Geschäftsfeld Biologische und makromolekulare Materialien

Fraunhofer-Institut für Werkstoffmechanik IWM

Fraunhofer IWM Biologische und makromolekulare Materialien© Fraunhofer IWM

Profil des Geschäftsfelds

Für Anwendungen in der Kunststoffverarbeitung, Medizintechnik und Biotechnologie erarbeiten wir im Auftrag unserer Kunden Lösungen zu innovativen Veredlungsverfahren von Polymerfolien, entwickeln und bewerten Oberflächenmodifizierungs- und Beschichtungsverfahren für biologische und biokompatible Materialien und verwenden Nanotechnologien zur Materialfunktionalisierung.

Leistungsspektrum

  • Entwicklung und Bewertung von Fügeverfahren für Polymerfolien
  • Mechanischen Prüfungen von Folien und Geweben
  • Oberflächenmodifizierung von Polymerfolien mit Plasmatechnologien einschließlich inline Prozessüberwachung
  • Grenzflächenengineering von biologischen und biokompatiblen Materialien für das Tissue Engineering
  • Oberflächenfunktionalisierung und Strukturanalyse von Dentalmaterialien
  • Entwicklung und Einsatz von nanoporösen Membranmaterialien
  • Untersuchungen der Morphologie und Mikrostruktur von biologischen Materialien und Kunststoffen mit elektronenmikroskopischen Methoden und Weiterentwicklung von Präparations- und Untersuchungstechniken (Cryo-Technologien, Focused Ion Beam Technologie)
  • Mechanische Prüfung und Bewertung von biologischen und biokompatiblem Materialien unter physiologischen Bedingungen
  • Entwicklung von Komponenten für Biosensoren

Kernthemen

Projektschwerpunkte sind die Entwicklung und Einsatzqualifizierung von Fügeverfahren für Polymerfolien und die Erzeugung von funktionalen Oberflächen auf Kunststoffen durch Plasmaverfahren und Nassbeschichtungen.

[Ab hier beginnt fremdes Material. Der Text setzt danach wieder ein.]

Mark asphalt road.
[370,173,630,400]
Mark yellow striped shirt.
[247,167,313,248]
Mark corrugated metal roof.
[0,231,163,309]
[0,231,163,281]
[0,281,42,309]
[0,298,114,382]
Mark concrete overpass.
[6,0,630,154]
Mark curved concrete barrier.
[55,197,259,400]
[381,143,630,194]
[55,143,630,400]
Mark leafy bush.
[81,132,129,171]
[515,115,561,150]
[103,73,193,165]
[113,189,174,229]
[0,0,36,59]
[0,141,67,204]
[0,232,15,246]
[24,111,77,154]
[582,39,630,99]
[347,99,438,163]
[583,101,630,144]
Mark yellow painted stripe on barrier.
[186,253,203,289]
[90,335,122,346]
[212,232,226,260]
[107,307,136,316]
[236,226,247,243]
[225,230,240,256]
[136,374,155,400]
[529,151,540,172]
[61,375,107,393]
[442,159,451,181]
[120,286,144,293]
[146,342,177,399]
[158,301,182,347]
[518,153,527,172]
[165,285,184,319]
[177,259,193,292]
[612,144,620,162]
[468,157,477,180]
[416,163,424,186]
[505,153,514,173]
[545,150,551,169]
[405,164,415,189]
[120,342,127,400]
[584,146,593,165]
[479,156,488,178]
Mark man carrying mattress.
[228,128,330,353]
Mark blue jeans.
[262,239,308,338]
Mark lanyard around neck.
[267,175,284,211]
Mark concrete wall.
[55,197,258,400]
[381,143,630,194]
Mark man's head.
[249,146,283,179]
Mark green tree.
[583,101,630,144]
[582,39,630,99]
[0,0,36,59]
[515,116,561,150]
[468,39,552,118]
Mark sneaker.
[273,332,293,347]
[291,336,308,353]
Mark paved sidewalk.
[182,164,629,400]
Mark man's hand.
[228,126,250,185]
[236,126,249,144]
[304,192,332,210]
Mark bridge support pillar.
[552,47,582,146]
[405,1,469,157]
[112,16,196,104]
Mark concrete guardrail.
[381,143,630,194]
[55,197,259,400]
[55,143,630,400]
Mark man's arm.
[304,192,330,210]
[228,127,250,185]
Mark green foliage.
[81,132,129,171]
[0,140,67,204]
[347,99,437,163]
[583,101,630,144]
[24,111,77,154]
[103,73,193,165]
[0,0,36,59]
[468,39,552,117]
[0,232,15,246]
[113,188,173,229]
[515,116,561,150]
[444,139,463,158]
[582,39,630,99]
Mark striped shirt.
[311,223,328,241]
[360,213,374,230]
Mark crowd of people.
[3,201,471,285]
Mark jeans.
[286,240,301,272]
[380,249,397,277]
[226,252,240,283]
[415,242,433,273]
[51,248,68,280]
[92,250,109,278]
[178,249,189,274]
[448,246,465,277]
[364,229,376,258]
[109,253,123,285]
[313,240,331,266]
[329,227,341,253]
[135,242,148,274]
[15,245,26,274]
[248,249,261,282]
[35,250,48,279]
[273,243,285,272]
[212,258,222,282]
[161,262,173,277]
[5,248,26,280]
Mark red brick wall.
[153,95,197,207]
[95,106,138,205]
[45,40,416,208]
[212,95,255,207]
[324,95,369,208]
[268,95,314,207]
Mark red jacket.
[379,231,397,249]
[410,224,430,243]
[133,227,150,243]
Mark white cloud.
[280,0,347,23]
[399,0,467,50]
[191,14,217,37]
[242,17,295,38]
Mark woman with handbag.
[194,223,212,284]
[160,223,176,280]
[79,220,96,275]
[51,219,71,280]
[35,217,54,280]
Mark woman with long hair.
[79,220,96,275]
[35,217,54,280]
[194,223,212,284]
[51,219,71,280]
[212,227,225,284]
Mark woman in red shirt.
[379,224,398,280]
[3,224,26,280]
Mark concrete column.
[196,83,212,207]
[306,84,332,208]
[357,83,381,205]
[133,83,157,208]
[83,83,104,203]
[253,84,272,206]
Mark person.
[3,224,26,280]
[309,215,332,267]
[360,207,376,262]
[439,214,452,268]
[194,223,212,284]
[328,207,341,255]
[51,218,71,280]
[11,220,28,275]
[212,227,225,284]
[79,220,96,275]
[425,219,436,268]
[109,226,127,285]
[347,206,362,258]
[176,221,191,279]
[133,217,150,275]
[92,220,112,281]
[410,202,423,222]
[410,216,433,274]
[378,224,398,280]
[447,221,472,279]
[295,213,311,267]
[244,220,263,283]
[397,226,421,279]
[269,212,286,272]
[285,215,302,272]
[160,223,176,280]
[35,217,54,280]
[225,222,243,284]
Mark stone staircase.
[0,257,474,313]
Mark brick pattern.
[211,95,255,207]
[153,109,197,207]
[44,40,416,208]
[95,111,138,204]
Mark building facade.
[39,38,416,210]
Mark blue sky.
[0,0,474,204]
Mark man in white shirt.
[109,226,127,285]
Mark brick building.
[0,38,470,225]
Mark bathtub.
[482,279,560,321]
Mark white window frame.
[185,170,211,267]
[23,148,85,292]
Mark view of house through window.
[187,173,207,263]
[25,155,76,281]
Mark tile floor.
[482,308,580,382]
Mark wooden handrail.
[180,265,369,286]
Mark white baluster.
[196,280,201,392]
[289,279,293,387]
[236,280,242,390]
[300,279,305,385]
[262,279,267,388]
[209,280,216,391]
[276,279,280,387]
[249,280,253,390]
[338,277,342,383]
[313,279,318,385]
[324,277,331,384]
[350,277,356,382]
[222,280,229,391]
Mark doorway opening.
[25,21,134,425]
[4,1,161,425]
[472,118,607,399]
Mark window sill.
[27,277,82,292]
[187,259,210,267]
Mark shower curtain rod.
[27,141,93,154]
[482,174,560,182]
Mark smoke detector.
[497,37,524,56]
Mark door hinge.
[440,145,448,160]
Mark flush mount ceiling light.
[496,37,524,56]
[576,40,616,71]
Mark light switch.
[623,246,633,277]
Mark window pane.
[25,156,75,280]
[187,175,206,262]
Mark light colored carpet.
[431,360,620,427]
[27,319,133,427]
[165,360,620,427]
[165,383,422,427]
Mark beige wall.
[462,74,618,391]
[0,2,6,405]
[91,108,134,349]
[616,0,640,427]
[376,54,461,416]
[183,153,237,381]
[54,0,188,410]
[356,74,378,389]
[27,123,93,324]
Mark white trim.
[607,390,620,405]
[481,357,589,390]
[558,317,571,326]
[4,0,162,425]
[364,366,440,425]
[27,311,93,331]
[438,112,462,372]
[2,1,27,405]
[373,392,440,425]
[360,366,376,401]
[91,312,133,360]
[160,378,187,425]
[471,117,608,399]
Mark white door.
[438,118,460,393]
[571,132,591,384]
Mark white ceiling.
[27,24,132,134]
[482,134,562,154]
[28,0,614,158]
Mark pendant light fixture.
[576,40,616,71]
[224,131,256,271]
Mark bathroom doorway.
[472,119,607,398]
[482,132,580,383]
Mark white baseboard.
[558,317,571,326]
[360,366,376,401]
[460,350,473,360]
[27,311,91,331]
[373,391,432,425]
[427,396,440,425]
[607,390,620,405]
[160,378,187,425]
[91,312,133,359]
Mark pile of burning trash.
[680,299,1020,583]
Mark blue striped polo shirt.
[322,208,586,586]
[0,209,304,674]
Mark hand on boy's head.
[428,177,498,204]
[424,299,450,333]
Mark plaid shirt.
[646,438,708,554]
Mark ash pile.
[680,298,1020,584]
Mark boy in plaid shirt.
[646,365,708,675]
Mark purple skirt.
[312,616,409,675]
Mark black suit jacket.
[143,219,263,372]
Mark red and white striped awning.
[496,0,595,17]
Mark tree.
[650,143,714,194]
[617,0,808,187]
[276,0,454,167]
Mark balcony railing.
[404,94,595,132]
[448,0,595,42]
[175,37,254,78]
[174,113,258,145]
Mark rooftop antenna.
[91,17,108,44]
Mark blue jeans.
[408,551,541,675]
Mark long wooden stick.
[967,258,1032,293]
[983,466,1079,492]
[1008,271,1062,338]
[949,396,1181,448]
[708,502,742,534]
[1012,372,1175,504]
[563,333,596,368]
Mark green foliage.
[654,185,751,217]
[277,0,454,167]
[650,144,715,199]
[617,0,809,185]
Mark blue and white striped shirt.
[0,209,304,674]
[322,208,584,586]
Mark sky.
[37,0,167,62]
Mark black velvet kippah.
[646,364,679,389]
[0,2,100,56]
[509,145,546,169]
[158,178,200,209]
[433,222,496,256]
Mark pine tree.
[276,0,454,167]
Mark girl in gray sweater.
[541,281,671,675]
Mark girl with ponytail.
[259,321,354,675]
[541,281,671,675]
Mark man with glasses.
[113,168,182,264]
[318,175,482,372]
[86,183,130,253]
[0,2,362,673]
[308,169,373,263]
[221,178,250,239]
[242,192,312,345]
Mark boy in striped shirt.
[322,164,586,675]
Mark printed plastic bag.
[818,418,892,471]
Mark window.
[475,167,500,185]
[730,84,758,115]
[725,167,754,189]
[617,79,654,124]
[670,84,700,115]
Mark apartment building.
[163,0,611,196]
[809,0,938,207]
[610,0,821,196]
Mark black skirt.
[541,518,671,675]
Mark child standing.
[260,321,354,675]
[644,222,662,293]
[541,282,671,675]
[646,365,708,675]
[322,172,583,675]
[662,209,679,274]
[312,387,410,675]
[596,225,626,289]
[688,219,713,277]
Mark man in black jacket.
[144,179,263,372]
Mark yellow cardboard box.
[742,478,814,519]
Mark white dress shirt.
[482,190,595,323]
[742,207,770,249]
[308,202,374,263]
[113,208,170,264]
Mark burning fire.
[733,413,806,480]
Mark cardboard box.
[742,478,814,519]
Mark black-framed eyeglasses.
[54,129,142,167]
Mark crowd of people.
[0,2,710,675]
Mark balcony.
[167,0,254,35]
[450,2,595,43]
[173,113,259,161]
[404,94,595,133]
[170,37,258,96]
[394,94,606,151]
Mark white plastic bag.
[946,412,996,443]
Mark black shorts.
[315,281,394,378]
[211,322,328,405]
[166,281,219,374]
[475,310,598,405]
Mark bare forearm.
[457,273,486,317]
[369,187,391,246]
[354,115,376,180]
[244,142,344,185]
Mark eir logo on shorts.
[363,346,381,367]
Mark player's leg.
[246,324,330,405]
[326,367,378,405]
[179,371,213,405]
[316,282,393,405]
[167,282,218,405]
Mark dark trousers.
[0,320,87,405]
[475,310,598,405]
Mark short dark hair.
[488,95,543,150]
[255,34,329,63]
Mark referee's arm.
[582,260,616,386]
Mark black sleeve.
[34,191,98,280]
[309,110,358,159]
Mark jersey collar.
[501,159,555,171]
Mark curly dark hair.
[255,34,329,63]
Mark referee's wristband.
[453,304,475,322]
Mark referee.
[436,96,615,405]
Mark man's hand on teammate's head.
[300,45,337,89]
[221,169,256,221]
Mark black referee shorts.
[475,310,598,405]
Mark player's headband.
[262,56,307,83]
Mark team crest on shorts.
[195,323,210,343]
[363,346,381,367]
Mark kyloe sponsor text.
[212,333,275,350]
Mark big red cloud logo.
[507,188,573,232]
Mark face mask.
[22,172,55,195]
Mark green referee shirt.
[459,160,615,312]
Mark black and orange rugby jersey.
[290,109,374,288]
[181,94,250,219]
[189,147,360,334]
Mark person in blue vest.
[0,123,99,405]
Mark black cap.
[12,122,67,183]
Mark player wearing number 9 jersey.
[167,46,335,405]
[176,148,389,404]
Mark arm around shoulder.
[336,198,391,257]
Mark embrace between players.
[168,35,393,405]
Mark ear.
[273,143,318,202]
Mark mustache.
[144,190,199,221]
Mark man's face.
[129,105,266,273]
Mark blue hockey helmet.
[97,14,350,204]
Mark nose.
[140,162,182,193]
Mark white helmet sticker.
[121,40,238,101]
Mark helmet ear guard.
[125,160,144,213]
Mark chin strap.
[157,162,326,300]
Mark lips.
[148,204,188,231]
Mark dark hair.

Es werden Struktur-Eigenschafts-Beziehungen und die Oberflächenfunktionalität von biologischen (Zahn, Knochen, Knorpel) und biokompatiblen (Implantate, Scaffolds, Proteinschichten)  Materialien ermittelt und gezielt beeinflusst.

Methoden

Für die Untersuchung und Bewertung der Mikrostruktur und der Oberflächen von biologischen und makromolekularen Materialien nutzen wir in Verbindung mit komplentären analytischen Methoden und geeigneten Präparationstechniken vorrangig bildgebende Verfahren wie die hochauflösende Elektronenmikroskopie. Dabei setzen wir in Verbindung mit der Entwicklung und Anwendung von mechanischen und mikromechanischen Prüfmethoden das Konzept einer mikrostrukturbasierten Werkstoffmechanik um.

Anerkannte Prüf-, Überwachungs- und Zertifizierungsstelle

Das Fraunhofer-Institut für Werkstoffmechanik IWM in Halle ist eine vom Deutschen Institut für Bautechnik gemäß Landesbauordnung anerkannte Prüf-, Überwachungs- und Zertifizierungsstelle für Membranwerkstoffe.